Aku kena lay off, kukira ketika Corona sudah hilang ancaman pengurangan karyawan itu sedikit kemungkinannya terjadi, namun aku lupa porsi sedikit itu bukan berarti tidak akan terjadi. Bukan berarti aku tidak akan mengalaminya.
Betul bahwa perusahaan cukup baik, mereka melunasi setiap kewajibannya. Transferan uang pesangon dan uang terimakasih sudah masuk.
Aku punya uang dan tabungan tapi lagi-lagi tak segampang itu bisa menemukan pekerjaan baru. Dalam masa pengangguran, tabunganku pasti terpakai.
Berhenti bekerja bukan berarti harus berhenti makan juga bukan?
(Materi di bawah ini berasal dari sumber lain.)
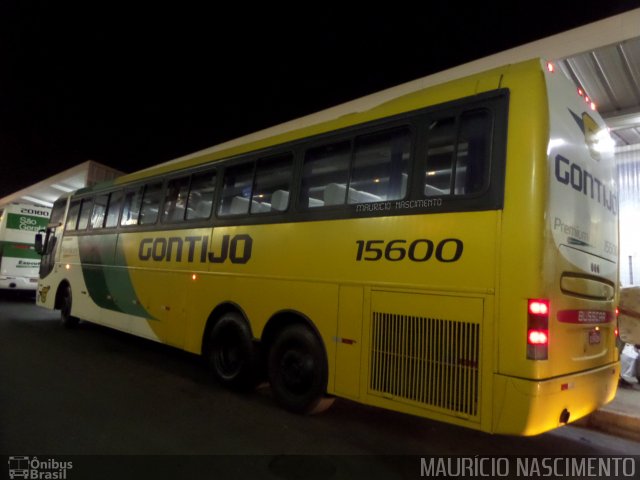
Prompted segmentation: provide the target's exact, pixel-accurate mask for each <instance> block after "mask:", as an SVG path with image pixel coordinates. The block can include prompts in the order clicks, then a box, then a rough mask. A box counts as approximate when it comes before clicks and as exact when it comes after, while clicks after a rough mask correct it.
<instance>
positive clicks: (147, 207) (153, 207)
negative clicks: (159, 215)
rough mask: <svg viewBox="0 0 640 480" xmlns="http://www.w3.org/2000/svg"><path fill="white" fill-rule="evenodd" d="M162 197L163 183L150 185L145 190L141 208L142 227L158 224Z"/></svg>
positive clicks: (141, 223) (139, 220) (140, 224)
mask: <svg viewBox="0 0 640 480" xmlns="http://www.w3.org/2000/svg"><path fill="white" fill-rule="evenodd" d="M161 197H162V182H156V183H150V184H149V185H147V186H146V187H145V189H144V195H143V196H142V206H141V207H140V218H139V219H138V223H139V224H140V225H151V224H153V223H156V220H157V219H158V213H159V212H160V200H161Z"/></svg>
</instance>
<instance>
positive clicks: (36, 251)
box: [35, 230, 44, 255]
mask: <svg viewBox="0 0 640 480" xmlns="http://www.w3.org/2000/svg"><path fill="white" fill-rule="evenodd" d="M43 232H44V230H40V231H39V232H38V233H36V243H35V249H36V252H37V253H38V255H42V254H43V253H44V246H43V244H42V233H43Z"/></svg>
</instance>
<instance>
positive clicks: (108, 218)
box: [105, 190, 123, 228]
mask: <svg viewBox="0 0 640 480" xmlns="http://www.w3.org/2000/svg"><path fill="white" fill-rule="evenodd" d="M122 196H123V195H122V190H120V191H118V192H112V193H111V195H109V206H108V207H107V221H106V222H105V227H107V228H110V227H115V226H116V225H118V215H119V214H120V205H121V204H122Z"/></svg>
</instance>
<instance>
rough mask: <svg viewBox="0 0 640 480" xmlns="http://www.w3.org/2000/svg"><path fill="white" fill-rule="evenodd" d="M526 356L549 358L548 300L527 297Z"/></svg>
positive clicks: (548, 314) (532, 359)
mask: <svg viewBox="0 0 640 480" xmlns="http://www.w3.org/2000/svg"><path fill="white" fill-rule="evenodd" d="M527 313H528V317H527V358H528V359H529V360H546V359H547V358H549V300H546V299H529V303H528V306H527Z"/></svg>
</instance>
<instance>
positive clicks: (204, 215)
mask: <svg viewBox="0 0 640 480" xmlns="http://www.w3.org/2000/svg"><path fill="white" fill-rule="evenodd" d="M216 178H217V177H216V172H215V171H207V172H202V173H196V174H194V175H193V176H192V177H191V188H190V189H189V198H188V199H187V220H197V219H203V218H209V217H210V216H211V209H212V207H213V199H214V198H215V197H214V194H215V191H216Z"/></svg>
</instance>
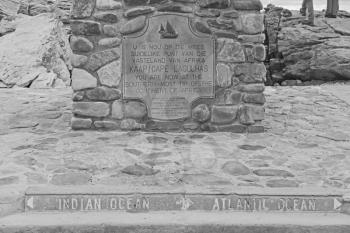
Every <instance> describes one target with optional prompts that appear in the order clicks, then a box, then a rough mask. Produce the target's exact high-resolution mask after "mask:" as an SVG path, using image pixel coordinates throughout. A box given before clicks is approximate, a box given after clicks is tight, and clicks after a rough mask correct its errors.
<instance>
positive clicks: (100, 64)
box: [70, 0, 266, 133]
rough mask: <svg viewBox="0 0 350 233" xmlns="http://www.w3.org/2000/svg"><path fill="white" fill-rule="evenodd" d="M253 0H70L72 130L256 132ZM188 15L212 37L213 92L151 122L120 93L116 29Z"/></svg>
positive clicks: (137, 25) (256, 99) (257, 78)
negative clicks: (188, 109) (96, 129)
mask: <svg viewBox="0 0 350 233" xmlns="http://www.w3.org/2000/svg"><path fill="white" fill-rule="evenodd" d="M261 9H262V4H261V2H260V1H259V0H197V1H196V0H173V1H162V0H124V1H121V0H120V1H118V0H75V1H74V2H73V9H72V12H71V18H72V20H71V29H72V34H73V36H72V37H71V40H70V43H71V47H72V50H73V52H74V55H73V57H72V64H73V66H74V69H73V72H72V88H73V90H74V95H73V100H74V103H73V113H74V117H73V119H72V128H73V129H122V130H137V129H145V130H165V131H166V130H177V131H183V130H191V131H194V130H198V131H230V132H237V133H243V132H262V131H264V128H263V126H262V124H261V121H262V120H263V119H264V103H265V97H264V94H263V91H264V81H265V77H266V69H265V66H264V64H263V61H264V60H265V56H266V52H265V47H264V45H263V43H264V41H265V34H264V23H263V21H264V15H263V14H261V13H260V10H261ZM164 13H176V14H180V15H185V16H188V17H190V18H191V25H192V28H193V29H194V30H195V31H198V32H200V33H207V34H210V35H212V36H213V37H214V38H215V41H216V46H215V47H216V77H215V79H216V83H215V98H213V99H203V100H199V101H196V102H194V103H193V104H192V113H191V114H190V115H191V117H189V118H188V119H183V120H181V121H180V120H177V121H168V122H167V121H156V120H152V119H150V118H149V117H148V114H147V107H146V105H145V104H144V103H142V102H141V101H137V100H123V98H122V80H121V79H122V74H121V62H122V59H121V58H122V54H121V52H122V50H121V43H122V36H125V35H132V34H134V33H138V32H139V31H142V30H143V29H144V27H145V25H146V22H147V20H148V18H149V17H150V16H154V15H158V14H164Z"/></svg>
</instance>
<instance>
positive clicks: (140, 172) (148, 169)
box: [122, 164, 159, 176]
mask: <svg viewBox="0 0 350 233" xmlns="http://www.w3.org/2000/svg"><path fill="white" fill-rule="evenodd" d="M122 172H123V173H125V174H128V175H134V176H152V175H155V174H157V173H158V172H159V170H154V169H153V168H150V167H146V166H142V165H138V164H135V165H132V166H128V167H125V168H123V169H122Z"/></svg>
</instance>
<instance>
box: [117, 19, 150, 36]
mask: <svg viewBox="0 0 350 233" xmlns="http://www.w3.org/2000/svg"><path fill="white" fill-rule="evenodd" d="M145 25H146V17H145V16H139V17H136V18H134V19H132V20H130V21H128V22H127V23H126V24H124V25H123V26H122V27H121V28H120V33H121V34H123V35H127V34H131V33H134V32H138V31H140V30H141V29H143V28H144V27H145Z"/></svg>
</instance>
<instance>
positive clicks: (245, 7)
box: [232, 0, 263, 11]
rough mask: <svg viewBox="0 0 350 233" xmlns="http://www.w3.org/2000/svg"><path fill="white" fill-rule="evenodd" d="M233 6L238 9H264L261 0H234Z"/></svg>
mask: <svg viewBox="0 0 350 233" xmlns="http://www.w3.org/2000/svg"><path fill="white" fill-rule="evenodd" d="M232 6H233V8H235V9H236V10H256V11H260V10H262V9H263V5H262V3H261V1H260V0H232Z"/></svg>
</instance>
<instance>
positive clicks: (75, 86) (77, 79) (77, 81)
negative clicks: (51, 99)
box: [72, 68, 97, 91]
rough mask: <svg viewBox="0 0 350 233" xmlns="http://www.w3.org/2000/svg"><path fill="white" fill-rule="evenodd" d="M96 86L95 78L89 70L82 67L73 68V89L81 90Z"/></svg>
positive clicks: (72, 77) (72, 80)
mask: <svg viewBox="0 0 350 233" xmlns="http://www.w3.org/2000/svg"><path fill="white" fill-rule="evenodd" d="M96 86H97V79H96V78H95V77H94V76H92V75H91V74H90V73H89V72H87V71H85V70H82V69H77V68H75V69H73V72H72V88H73V90H75V91H77V90H82V89H86V88H94V87H96Z"/></svg>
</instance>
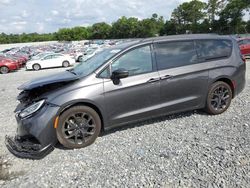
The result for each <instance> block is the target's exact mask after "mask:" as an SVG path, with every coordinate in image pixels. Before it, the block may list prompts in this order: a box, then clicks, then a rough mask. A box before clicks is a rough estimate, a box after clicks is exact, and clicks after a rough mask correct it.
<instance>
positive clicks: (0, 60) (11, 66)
mask: <svg viewBox="0 0 250 188" xmlns="http://www.w3.org/2000/svg"><path fill="white" fill-rule="evenodd" d="M17 69H19V66H18V63H16V62H14V61H12V60H10V59H4V58H0V73H1V74H7V73H8V72H10V71H14V70H17Z"/></svg>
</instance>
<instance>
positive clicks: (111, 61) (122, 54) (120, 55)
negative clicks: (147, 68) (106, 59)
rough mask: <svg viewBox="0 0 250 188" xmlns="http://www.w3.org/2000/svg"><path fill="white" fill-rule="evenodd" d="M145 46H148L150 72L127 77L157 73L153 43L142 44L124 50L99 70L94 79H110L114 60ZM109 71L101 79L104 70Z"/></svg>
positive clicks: (130, 47)
mask: <svg viewBox="0 0 250 188" xmlns="http://www.w3.org/2000/svg"><path fill="white" fill-rule="evenodd" d="M145 46H149V47H150V53H151V61H152V71H150V72H144V73H140V74H136V75H131V76H129V77H133V76H138V75H142V74H148V73H153V72H157V71H158V70H157V67H156V61H155V55H154V48H153V43H152V42H150V43H144V44H140V45H136V46H133V47H130V48H128V49H126V50H124V51H123V52H122V53H121V54H119V55H118V56H117V57H115V58H114V59H112V60H111V61H109V63H108V64H107V65H106V66H105V67H104V68H103V69H102V70H101V71H99V73H98V74H97V76H96V78H102V79H110V76H111V64H112V63H114V62H115V61H116V60H118V59H119V58H120V57H121V56H123V55H124V54H126V53H129V52H130V51H133V50H135V49H137V48H142V47H145ZM107 68H108V69H109V74H110V76H109V77H101V76H100V75H101V74H102V73H103V72H104V71H105V70H106V69H107Z"/></svg>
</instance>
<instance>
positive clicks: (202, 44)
mask: <svg viewBox="0 0 250 188" xmlns="http://www.w3.org/2000/svg"><path fill="white" fill-rule="evenodd" d="M196 47H197V52H198V56H199V58H200V59H202V60H205V61H206V60H214V59H220V58H226V57H229V56H230V55H231V53H232V42H231V41H230V40H221V39H214V40H197V41H196Z"/></svg>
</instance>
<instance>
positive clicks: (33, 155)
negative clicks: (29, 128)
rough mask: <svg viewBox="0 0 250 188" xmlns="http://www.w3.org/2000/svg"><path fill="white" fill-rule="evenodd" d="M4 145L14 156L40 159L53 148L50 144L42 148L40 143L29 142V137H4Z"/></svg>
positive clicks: (52, 150)
mask: <svg viewBox="0 0 250 188" xmlns="http://www.w3.org/2000/svg"><path fill="white" fill-rule="evenodd" d="M5 145H6V147H7V149H8V150H9V151H10V152H11V153H12V154H13V155H15V156H16V157H19V158H26V159H42V158H44V157H45V156H46V155H48V154H49V153H50V152H52V151H53V150H54V147H53V146H52V145H48V146H46V147H44V148H42V147H41V145H40V144H35V143H34V142H31V141H30V139H29V138H21V137H17V136H16V137H14V138H11V137H9V136H6V137H5Z"/></svg>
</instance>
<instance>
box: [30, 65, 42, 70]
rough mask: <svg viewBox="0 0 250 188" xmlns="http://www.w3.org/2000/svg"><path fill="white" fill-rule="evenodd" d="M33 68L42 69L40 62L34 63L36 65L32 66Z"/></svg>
mask: <svg viewBox="0 0 250 188" xmlns="http://www.w3.org/2000/svg"><path fill="white" fill-rule="evenodd" d="M32 68H33V70H35V71H38V70H40V69H41V65H39V64H34V65H33V66H32Z"/></svg>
Dan disini letak yang membuat neraca keuanganku berat sebelah.
"Plis, ini yang terakhir Na. Mbak janji setelah ibu pulih, Mbak juga akan cari kerja. Mbak akan aktif bekerja lagi."
Tanpa berkata, aku tunjukan proses transaksi yang sudah berhasil. Kedepannya mungkin aku akan super duper hemat. Tidak ada makan steak, beef, pizza, dan lain sebagainya. Mari kembali pada habitat semula. Berpulang pada warteg dan mie instan.
***
"Tapi ada untungnya juga sih perusahaan kita baru tumbang sekarang. Gak pas di awal-awal atau tengah-tengah pandemi." Seseorang berceletuk memetik keoptimisan. "Maksud gue bisnis-bisnis mulai bangkit lagi, pandemi juga diyakini udah gak ada kan? Masuk mall aja gak seketat dulu harus scan-scan peduli lindungi, masker mulai pada copot, nudik diperbolehkan."
"Gue rasa peluang kita dapat kerja lumayan tinggi."
Pendapatnya mendapat balasan amin yang serentak. Tersisa aku sendiri, sebatas diam terpekur menatap layar ponsel. Pesan dari Bara-adikku.
Bara:
Mbak dimana?
Aku punya kabar baik tapi jangan bilang-bilang dulu Mbak Mara ya. Kasian masih berduka. Gak cocok aja momennya.Aku keterima kedokteran dong Mbak, seneng banget, semoga cita-citaku tercapai ya Mbak.
Mbak sehat selalu, murah rezekinya ya🤲Jadi bagaimana harus menanggapinya sementara aku baru saja kehilangan sumber penghasilan?
Tabunganku tidak akan cukup untuk membiayainya. Makin kesini betapa kusadari beratnya menanggung label 'tulang punggung keluarga'.
KAMU SEDANG MEMBACA
Ketika Berhenti di Kamu
RomantikUang memang penguasa dunia. Dan dunia itu durjana. Bagaimana tidak, aku mengalami kesialan bertubi di waktu bersamaan terutama dalam perekonomian. Miskin dalam semalam. Kelaparan, kebingungan, luntang-lantung, sampai hampir jadi ani-ani. Penghujung...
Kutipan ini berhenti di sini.